Comment by Vincent Granville on December 21, 2019 at 2:44pm

@Christopher: You can access Silicon Valley VC money even if located outside of the Bay Area, I almost got funded by one of them even though my company was in L.A. (eventually we got funded by an L.A.-based VC firm). Or work on AI projects that can be self-funded, like what I do with cryptography-related stuff out of my home in the Seattle area.  

Comment by Christopher H Chang on December 21, 2019 at 11:15am

And culture is a big contributor too (maybe the biggest).

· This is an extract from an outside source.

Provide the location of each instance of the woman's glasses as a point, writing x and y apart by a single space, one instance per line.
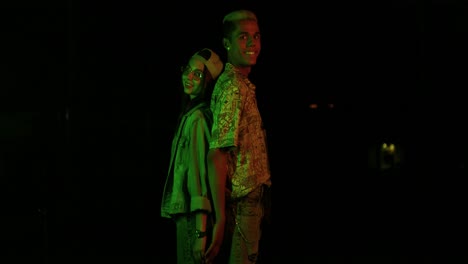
197 74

If you're immersed in an entrepreneurial culture, you're more likely to consider yourself "one of the tribe" and figure out how take steps by interacting with folks of that mindset every day. Replicating culture is not trivial, and probably a big reason why Silicon Valley can't just be replicated anywhere.

Comment by Christopher H Chang on December 21, 2019 at 11:08am

"But is this really a black hole with gravity so extreme that good ideas can’t escape to be executed elsewhere?"

The problem is not the flow of information/ideas, it's the flow of money. Opportunity is the confluence of money, talent, and an idea (and good execution of course). Ideas are everywhere, and talent may well be mobile, but access to VCs and investors is going to be a lot better in those metros until distance interaction tech (video conf, remote meeting) gets better and more trusted.